Do not overpay Christian Wood

The Detroit Pistons are notorious for handing out bad contract. One player set to receive a considerable pay rise is 24-year-old Christian Wood.

The power forward has been a shining light for the Pistons, averaging 13.1 points and 6.3 rebounds on 56.7 percent shooting and 38.6 percent from three. In his last 10 games before the NBA suspension, Wood was a statistical beast averaging 24.2 points, 9.8 rebounds and 1.2 blocks on 57.8 percent shooting and 37.5 percent from three.

In one of his best performances this season, Wood posted 29 points and 10 rebounds in a loss to Oklahoma City.
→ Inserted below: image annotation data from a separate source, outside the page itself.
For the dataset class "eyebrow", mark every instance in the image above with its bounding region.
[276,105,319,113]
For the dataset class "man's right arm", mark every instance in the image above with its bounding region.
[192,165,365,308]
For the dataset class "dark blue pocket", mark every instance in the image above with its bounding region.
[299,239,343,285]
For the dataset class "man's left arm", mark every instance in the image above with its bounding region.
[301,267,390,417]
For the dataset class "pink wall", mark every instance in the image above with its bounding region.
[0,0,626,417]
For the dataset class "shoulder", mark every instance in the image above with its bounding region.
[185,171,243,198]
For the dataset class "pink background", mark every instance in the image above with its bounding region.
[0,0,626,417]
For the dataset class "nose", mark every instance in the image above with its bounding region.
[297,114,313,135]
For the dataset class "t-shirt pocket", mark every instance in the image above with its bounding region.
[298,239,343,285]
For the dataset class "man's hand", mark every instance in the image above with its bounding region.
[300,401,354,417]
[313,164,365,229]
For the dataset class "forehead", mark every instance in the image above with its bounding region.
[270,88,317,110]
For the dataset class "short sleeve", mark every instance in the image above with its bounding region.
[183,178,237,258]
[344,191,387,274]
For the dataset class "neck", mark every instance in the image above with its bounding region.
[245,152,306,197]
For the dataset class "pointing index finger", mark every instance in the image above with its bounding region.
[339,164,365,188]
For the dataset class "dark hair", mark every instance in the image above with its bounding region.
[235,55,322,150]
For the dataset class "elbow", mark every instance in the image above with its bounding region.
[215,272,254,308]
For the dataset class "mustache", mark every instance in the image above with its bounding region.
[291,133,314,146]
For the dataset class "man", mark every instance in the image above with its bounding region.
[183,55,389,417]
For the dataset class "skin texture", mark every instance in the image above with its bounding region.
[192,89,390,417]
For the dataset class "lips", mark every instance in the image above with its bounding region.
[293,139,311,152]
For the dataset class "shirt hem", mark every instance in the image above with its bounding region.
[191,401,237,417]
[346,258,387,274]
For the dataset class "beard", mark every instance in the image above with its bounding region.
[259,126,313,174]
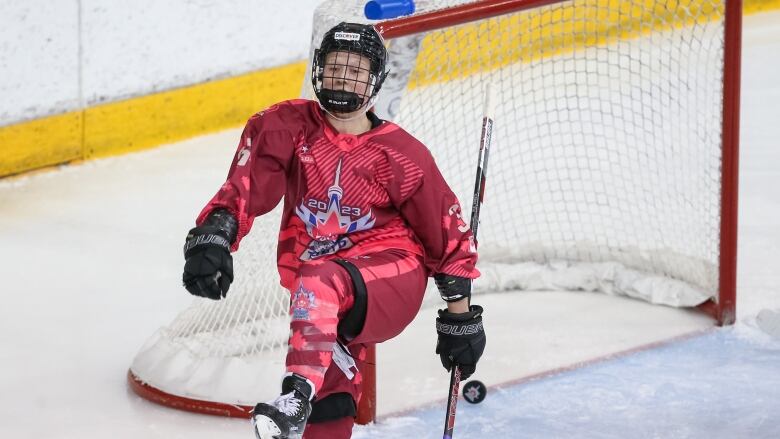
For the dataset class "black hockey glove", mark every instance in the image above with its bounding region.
[182,210,237,300]
[436,305,486,380]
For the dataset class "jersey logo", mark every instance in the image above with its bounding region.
[290,282,317,320]
[236,137,252,166]
[295,160,376,261]
[298,143,314,163]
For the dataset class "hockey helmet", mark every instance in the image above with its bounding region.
[311,22,388,113]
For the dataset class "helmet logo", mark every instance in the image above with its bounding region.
[333,32,360,41]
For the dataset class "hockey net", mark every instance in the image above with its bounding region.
[129,0,741,421]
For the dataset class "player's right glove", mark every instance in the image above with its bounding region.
[182,210,235,300]
[436,305,486,380]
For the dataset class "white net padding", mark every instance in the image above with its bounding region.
[131,0,724,412]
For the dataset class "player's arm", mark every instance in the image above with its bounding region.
[401,150,486,379]
[182,111,294,300]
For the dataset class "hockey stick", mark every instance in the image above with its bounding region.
[443,82,495,439]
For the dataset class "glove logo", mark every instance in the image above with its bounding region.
[436,321,484,335]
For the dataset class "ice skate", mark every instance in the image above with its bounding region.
[252,374,314,439]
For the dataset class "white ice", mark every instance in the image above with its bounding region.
[0,8,780,439]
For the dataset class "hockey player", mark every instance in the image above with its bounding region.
[183,23,485,439]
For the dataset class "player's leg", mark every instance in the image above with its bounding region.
[253,261,353,439]
[304,251,427,439]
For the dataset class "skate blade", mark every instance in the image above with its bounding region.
[252,415,282,439]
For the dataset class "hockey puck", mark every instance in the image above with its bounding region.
[463,380,487,404]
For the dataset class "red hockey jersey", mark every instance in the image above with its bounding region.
[197,100,479,288]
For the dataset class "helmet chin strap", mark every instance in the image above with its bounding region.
[317,96,376,122]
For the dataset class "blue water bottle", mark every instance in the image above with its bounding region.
[364,0,414,20]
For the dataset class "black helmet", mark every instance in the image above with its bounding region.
[311,22,387,113]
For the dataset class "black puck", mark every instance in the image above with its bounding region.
[463,380,487,404]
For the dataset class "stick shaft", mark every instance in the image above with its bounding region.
[443,83,495,439]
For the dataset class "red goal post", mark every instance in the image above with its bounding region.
[128,0,741,423]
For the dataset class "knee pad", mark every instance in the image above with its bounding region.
[333,259,368,343]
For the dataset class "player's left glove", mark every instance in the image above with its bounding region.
[436,305,486,379]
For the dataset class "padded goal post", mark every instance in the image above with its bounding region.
[128,0,741,422]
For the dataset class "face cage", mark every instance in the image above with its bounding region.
[311,48,384,119]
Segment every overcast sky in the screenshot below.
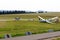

Every NBA team is looking for a power forward that can rebound and stretch the floor. With most teams battling with salary cap restraints next season, the Pistons have an opportunity sign him to a team friendly deal.


The Pistons don’t have many options and would be best to reset the roster. Contrary to beliefs, Detroit do not need to attach any assets to move Griffin. Is his contract bloated? Yes but he is an All-Star that has dragged the Pistons to the playoffs.

Asset accumulation needs to be the objective this off-season. The Pistons will be one of a few teams with cap space this summer and need to take advantage of a tight market. Absorbing deals and trading veterans is a start toward acquiring draft capital or young players.

In order for the Detroit Pistons to fully exploit teams, they must not over pay Wood. He’s had a great season but one year is not enough to predict he can maintain his play. He will turn 25 next season so he’s likely close to his overall ceiling.

A rebuild is coming to Detroit so why not start now.